Major pneumococcal virulence factors

Factor	Activity
Polysaccharide capsule	Attachment to respiratory epithelial cells (pro-adhesive), evasion of host defenses
Hydrogen peroxide	Pro-invasive, evasion of host defenses
Pneumolysin	Pro-invasive, evasion of host defenses
Pneumococcal surface adhesin C	Pro-adhesive, pro-invasive, evasion of host defenses
Pneumococcal surface protein A	Evasion of host defenses
Pneumococcal surface protein C	Pro-adhesive, pro-invasive, evasion of host defenses

Diagnosis and prognostication of pneumococcal pneumonia

As indicated above, despite fairly extensive microbiological investigation, the microbial etiology of CAP is identified in 60% of patients or less. Clearly, more effective diagnostic tools are required for determining likely etiology. More recently, it has been recognized that determination of the pneumococcal load by using quantitative polymerase chain reaction (PCR) may be a useful tool for the diagnosis of pneumococcal infection and also for assessment of severity of infection and for its prognostication [1,18,19]. An earlier study quantified S. pneumoniae DNA levels in blood by real-time PCR in 93 patients with confirmed pneumococcal CAP [18]. A positive S. pneumoniae PCR was associated with a significantly higher mortality, risk for shock, and need for mechanical ventilation (MV). Logistic regression with appropriate adjustments documented bacterial load as being independently associated with septic shock (adjusted odds ratio [aOR] 2.42, 95% confidence interval [CI] 1.10 to 5.80) and need for MV (aOR 2.71, 95% CI 1.17 to 6.27), whereas bacterial loads of at least 103 copies per mL (occurring in 29% of patients) were associated with a significantly higher risk of septic shock (OR 8.00), need for MV (OR 10.50), and hospital mortality (OR 5.43). A more recent study documented that detection of pneumococcal DNA in the serum was associated with more severe disease and that there also appeared to be a dose-response effect with increasing bacterial loads being associated with increasing disease severity [19]. The authors did not find a similar association between bacterial load and disease severity with the use of sputum specimens, except for in one specific subgroup of patients, namely those who were previous or current smokers [19].

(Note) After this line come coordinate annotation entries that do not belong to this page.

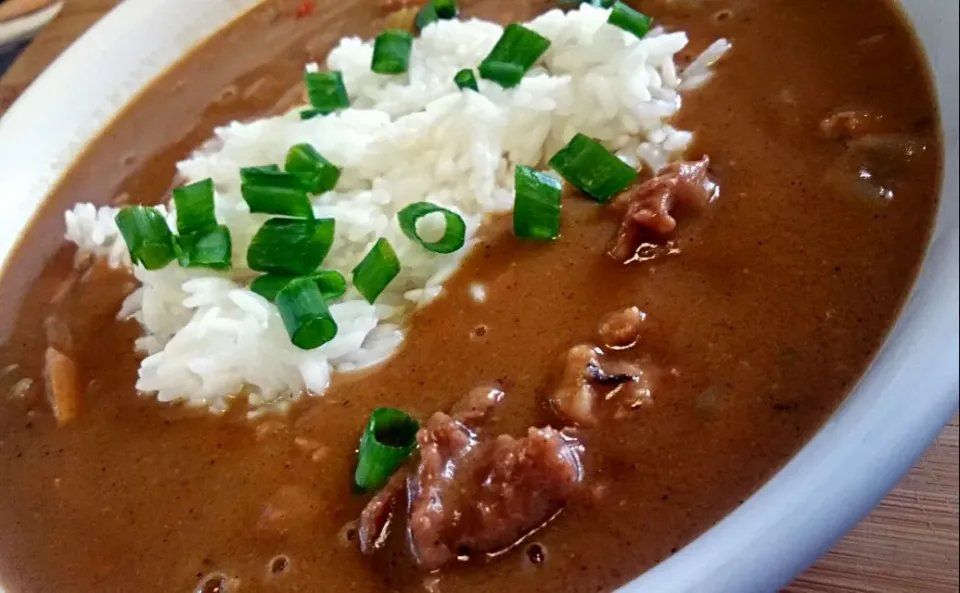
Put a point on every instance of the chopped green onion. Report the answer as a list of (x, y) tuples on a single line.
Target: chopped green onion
[(195, 207), (262, 175), (426, 16), (331, 283), (391, 52), (629, 20), (285, 201), (315, 172), (446, 9), (291, 246), (305, 314), (435, 10), (572, 4), (147, 236), (388, 440), (536, 207), (268, 190), (376, 270), (590, 167), (466, 80), (326, 91), (210, 248), (453, 234), (514, 53)]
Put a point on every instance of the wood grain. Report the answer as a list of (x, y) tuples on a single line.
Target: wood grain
[(909, 544)]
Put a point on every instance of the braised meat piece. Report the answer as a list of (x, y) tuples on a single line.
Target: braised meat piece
[(650, 205), (589, 382), (621, 329), (469, 494)]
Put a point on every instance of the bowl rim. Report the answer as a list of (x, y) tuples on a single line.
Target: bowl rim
[(891, 416)]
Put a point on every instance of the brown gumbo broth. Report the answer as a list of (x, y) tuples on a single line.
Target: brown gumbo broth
[(760, 318)]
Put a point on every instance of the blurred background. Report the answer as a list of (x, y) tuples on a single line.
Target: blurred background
[(20, 21)]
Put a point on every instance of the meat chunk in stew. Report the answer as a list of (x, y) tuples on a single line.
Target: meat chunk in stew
[(589, 382), (472, 496), (63, 385), (650, 206), (469, 494), (622, 329)]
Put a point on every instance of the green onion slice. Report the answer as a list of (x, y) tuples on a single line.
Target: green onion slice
[(268, 190), (326, 91), (514, 53), (305, 314), (210, 248), (629, 20), (388, 440), (262, 175), (316, 173), (331, 283), (453, 235), (426, 16), (376, 270), (285, 201), (466, 80), (391, 52), (590, 167), (195, 207), (147, 236), (536, 207), (435, 10), (446, 9), (291, 246)]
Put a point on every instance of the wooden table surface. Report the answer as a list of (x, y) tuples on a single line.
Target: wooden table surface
[(908, 544)]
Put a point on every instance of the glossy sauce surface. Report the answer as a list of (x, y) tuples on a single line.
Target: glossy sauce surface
[(761, 322)]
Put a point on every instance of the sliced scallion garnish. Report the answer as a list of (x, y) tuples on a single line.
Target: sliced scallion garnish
[(305, 314), (376, 270), (446, 9), (425, 16), (629, 20), (391, 52), (514, 53), (195, 207), (210, 248), (435, 10), (291, 246), (592, 169), (285, 201), (536, 207), (260, 175), (315, 172), (465, 79), (453, 234), (268, 190), (388, 440), (331, 283), (326, 91), (147, 236)]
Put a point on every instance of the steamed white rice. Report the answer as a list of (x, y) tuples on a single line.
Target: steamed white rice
[(404, 139)]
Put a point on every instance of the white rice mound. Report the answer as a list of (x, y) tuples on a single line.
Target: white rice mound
[(406, 138)]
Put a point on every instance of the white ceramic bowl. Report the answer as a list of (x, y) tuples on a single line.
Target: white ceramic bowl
[(895, 412)]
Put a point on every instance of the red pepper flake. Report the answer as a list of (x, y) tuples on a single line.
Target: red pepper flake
[(306, 8)]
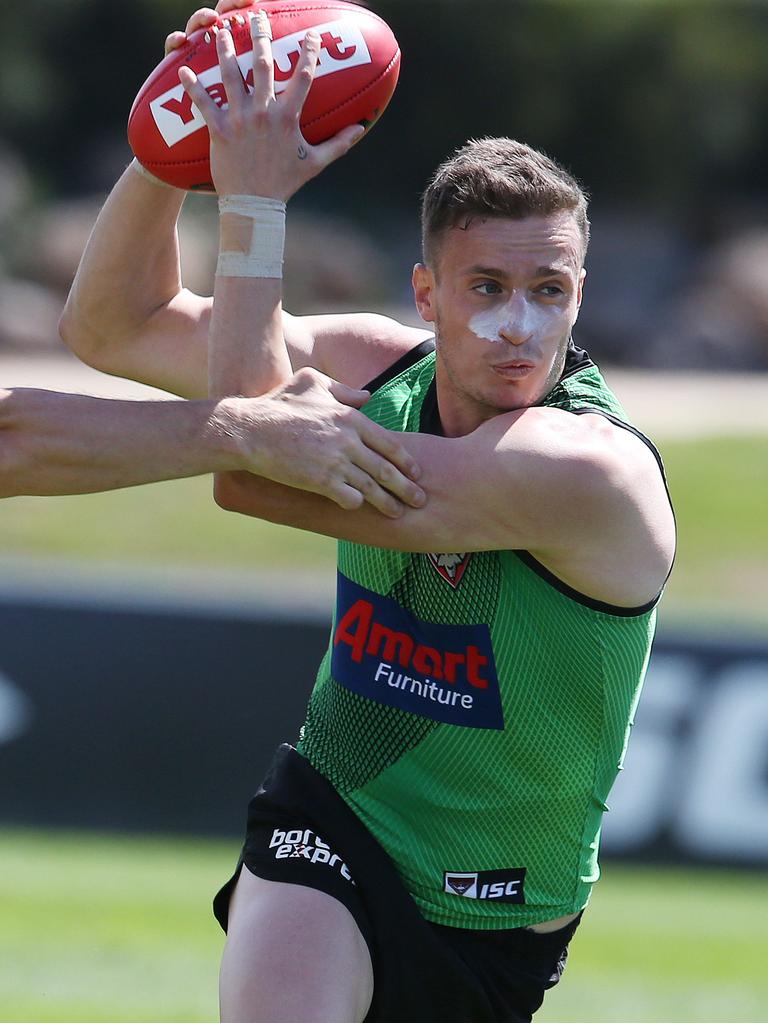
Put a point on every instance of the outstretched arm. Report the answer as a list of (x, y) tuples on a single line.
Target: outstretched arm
[(259, 160)]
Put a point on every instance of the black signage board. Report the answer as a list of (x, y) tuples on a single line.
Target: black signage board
[(154, 720)]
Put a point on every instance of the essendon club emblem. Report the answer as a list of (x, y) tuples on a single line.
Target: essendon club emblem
[(450, 567)]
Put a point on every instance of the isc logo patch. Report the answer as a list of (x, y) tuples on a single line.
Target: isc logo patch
[(444, 672), (497, 886), (342, 46)]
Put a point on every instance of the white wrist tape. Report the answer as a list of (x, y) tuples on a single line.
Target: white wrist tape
[(267, 240), (140, 169)]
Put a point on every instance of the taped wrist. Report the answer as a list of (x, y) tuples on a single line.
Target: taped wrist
[(253, 236)]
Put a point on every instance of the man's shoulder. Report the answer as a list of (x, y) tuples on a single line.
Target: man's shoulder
[(355, 348)]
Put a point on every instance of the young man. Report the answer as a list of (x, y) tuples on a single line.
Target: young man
[(426, 852)]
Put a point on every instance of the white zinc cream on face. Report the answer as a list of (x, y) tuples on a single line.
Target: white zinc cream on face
[(532, 319)]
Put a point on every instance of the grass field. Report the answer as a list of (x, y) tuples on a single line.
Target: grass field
[(720, 487), (118, 930)]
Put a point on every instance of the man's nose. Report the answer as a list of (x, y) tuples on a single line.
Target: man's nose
[(515, 324)]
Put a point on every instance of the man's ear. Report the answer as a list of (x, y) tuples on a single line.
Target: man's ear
[(423, 292)]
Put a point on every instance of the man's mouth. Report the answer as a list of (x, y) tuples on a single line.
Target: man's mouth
[(513, 368)]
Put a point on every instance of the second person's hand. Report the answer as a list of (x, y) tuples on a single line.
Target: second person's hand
[(257, 146)]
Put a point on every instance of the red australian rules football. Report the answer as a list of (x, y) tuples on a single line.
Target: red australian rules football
[(356, 75)]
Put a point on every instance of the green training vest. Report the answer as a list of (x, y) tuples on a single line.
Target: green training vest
[(472, 710)]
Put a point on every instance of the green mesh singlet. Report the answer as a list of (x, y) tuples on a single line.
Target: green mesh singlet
[(521, 798)]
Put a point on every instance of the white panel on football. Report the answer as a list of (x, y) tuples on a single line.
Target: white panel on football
[(343, 46)]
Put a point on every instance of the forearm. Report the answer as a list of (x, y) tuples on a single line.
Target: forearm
[(130, 267), (52, 443), (247, 354)]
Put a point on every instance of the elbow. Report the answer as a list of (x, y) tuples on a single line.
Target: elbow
[(79, 337)]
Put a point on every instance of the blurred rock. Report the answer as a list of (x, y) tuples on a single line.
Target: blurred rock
[(29, 315), (720, 321), (331, 263), (53, 240)]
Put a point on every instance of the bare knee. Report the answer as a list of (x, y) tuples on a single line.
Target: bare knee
[(292, 952)]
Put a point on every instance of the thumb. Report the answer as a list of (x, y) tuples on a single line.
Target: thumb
[(334, 147), (349, 395)]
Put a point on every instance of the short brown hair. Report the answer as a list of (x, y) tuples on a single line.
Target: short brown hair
[(497, 177)]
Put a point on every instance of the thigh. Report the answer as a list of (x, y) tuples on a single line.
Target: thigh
[(292, 952)]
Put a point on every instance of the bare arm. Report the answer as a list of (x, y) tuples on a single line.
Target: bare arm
[(308, 435), (53, 443), (584, 497)]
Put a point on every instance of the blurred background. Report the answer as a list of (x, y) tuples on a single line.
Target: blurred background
[(152, 650)]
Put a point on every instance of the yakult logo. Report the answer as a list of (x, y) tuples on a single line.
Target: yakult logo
[(444, 672), (343, 46)]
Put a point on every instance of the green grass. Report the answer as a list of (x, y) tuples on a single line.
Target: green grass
[(109, 930), (720, 487)]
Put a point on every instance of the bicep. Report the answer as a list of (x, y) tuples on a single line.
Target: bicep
[(507, 495)]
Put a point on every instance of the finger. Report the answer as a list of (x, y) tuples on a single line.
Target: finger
[(334, 147), (344, 495), (390, 478), (261, 36), (174, 41), (373, 494), (348, 395), (300, 83), (201, 18), (386, 444), (232, 80), (197, 94), (223, 6)]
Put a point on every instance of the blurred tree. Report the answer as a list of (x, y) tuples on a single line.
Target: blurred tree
[(664, 99)]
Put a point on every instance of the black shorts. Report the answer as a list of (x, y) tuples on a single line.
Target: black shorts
[(300, 831)]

Cardiac complications in patients with community-acquired pneumonia, including pneumococcal community-acquired pneumonia

It has been recognized for some time that a relatively high incidence of cardiac events occurs in patients with CAP, involving up to a quarter of adults admitted to the hospital, and that the occurrence of such complications may be related to poorer short-term patient outcomes [20-22]. These complications may occur even in patients without underlying cardiac disease, and also in patients at low risk of complications, based on a low severity-of-illness score [22]. Among the cardiac complications documented is new-onset, or worsening, cardiac failure, new or worsening arrhythmia, or myocardial infarction [21]. In one study of 170 pneumococcal pneumonia patients who were admitted to a hospital for management of their infection, 33 cases (19.4%) had one or more of these cardiac complications [23]. An important additional finding was that among these pneumococcal pneumonia patients who had a cardiac event, there was a significantly higher mortality than among patients without such events (P < 0.008). In a more recent study of 3,921 patients with CAP, of whom 315 (8%) had one or more acute cardiac events, multivariate analysis documented factors associated with these events, and among these parameters was pneumococcal etiology [24]. The authors derived a prediction rule based on these variables which could allow bedside evaluation of the likelihood of acute cardiac events [24]. Interestingly, in one study of 6,171 patients with CAP, of whom 175 (3%) developed acute coronary syndromes (ACSs), prior exposure to the polyvalent polysaccharide pneumococcal vaccine was independently associated with a 58% reduction in ACS events (adjusted hazard ratio 0.42, 95% CI 0.27 to 0.66) [25].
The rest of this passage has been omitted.